I ended up putting it in a cup.  After a while, I started scrapping off the Popsicle and feeding it to her by spoon, like a slushy.  That worked!

It was just a couple of hours and she was feeling much better and wanted out of bed.  She wanted to leave now.   She even ran out of our room once and I had to chase her down!  We got the go ahead to be discharge, so Daryl took her to the play room for play until the discharge paperwork was done.

She did great on the drive home,sleeping for quite a bit of the ride.

She was thrilled to be home and was very playful for a little while, but she over did it and was very ready to lay low for the rest of the day/evening watching movies!

The first week was tough.  She really needed all the pain meds and developed some really junky breathing.  I used essential oils, both topically and diffused in the room, to help c\open her airways and boost her immunity.  I also was giving her an herbal remedy for immunity enhancement called "Immune Boost 2" that I had ordered from T-Tapp.  We also did breathing treatments for a few days as I did not want her to get pneumonia again!

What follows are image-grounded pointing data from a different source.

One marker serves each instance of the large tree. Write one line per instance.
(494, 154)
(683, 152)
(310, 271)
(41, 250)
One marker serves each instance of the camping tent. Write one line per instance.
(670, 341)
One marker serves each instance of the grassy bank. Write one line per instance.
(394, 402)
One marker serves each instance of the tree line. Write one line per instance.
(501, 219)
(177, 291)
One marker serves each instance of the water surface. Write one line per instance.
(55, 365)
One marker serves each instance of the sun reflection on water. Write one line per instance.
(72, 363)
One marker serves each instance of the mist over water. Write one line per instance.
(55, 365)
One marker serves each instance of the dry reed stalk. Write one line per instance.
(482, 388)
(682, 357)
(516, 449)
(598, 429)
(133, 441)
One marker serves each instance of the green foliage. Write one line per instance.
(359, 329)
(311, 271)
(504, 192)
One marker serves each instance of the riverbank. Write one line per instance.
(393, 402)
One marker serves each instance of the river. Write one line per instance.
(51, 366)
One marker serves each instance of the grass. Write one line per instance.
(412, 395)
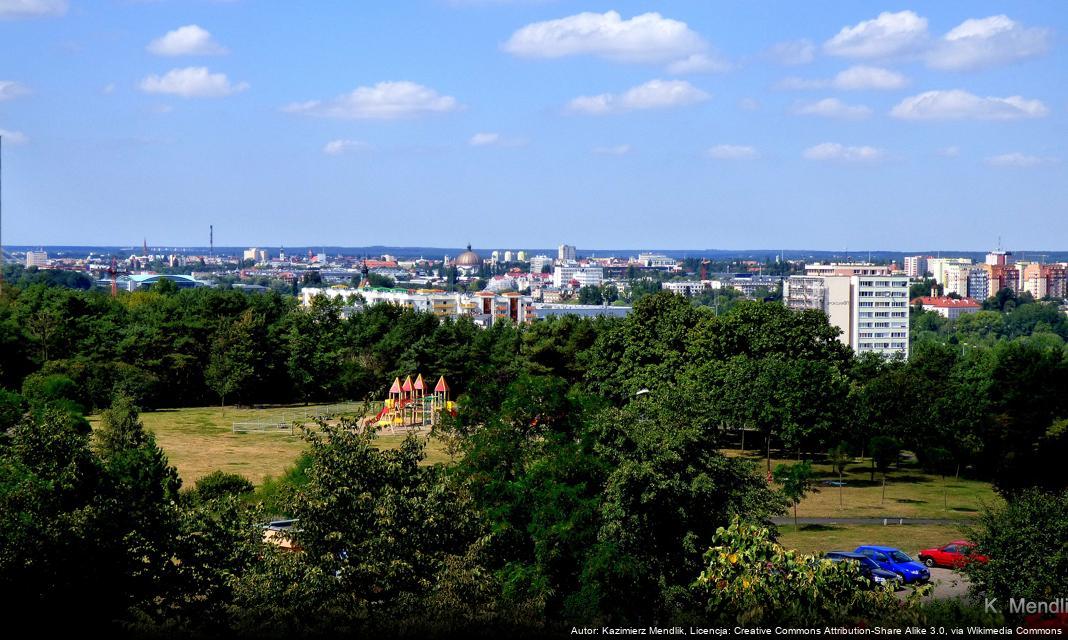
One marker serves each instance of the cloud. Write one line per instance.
(1018, 159)
(385, 100)
(11, 90)
(646, 38)
(960, 105)
(655, 94)
(733, 152)
(854, 78)
(886, 35)
(980, 43)
(749, 104)
(336, 147)
(31, 9)
(14, 137)
(791, 53)
(700, 63)
(190, 40)
(192, 82)
(841, 153)
(618, 150)
(832, 108)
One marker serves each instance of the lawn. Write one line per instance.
(910, 539)
(201, 439)
(910, 493)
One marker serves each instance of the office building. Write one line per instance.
(870, 310)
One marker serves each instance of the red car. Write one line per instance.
(954, 555)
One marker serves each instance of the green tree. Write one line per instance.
(797, 481)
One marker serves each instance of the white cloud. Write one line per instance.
(791, 53)
(192, 82)
(959, 105)
(11, 90)
(700, 63)
(733, 152)
(980, 43)
(655, 94)
(31, 9)
(832, 108)
(1018, 159)
(749, 104)
(336, 147)
(841, 153)
(385, 100)
(856, 78)
(886, 35)
(648, 37)
(190, 40)
(618, 150)
(14, 137)
(484, 139)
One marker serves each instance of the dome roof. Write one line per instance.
(468, 259)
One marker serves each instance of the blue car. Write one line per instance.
(896, 561)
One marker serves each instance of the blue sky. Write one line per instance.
(685, 125)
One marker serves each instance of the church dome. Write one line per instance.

By day 10 she began to be her old self.  Grabbing her coat and asking to go outside, grabbing an apron and asking to help with dishes and grabbing hands to lead her "helpers" to show them what she wanted to do.  It is so nice to have our old Esther back.. Or should I say "new and improved" Esther back.  She has more energy and zest.  This is good and bad!  Great for Esther, but now we have to be on our toes more to keep her out of trouble!

 I'm so glad we went ahead with this.  You can hear that her breathing is unrestricted.  She sleeping really well at night.  I don't have to diffuse oils at night in her room in order to have her sleep through the night anymore (that gets expensive!).

And best of all - she gets to go out and about again!  We haven't taken her anywhere yet, but tomorrow we are all going to church for the second time since the beginning of September!  I am looking forward to filling an entire pew once again!

Thursday, January 3, 2013

Esther's 4th Christmas Season, Plus Surgery on Monday

Esther had a wonderful Christmas season.  She loved all the fun activities.  She was, however, getting very tired of not going places.  We've been keeping her home to try to prevent her from getting sick.  And so far it's worked!  She loves to go places, so this was a hardship for her.  She would see someone getting ready to go, and she'd get her coat and boots on and get so excited, but end up crying when she was not taken with.  Poor Esther.

So here are some photo highlights of her enjoying the season:

Esther loves to help fill my vitamin organizer.  Elizabeth helped out this time!

Esther frosted one cookie and then went to eating all the chocolate chips!

Esther and Carese opening gifts!

Esther got lots of help opening her gifts!

Esther loves to play in the snow - we even had a white Christmas this year!

Esther loves to pretend to shoot guns, so this gift was a hit
- only problem was that she loved to aim at her daddy, and she had good aim!

She loves the snow, did I tell you that?

Monday we head down to Seattle Children's Hospital for Esther to have her tonsils and adenoids removed.  Please pray that everything will go well and that she'll be home again quickly.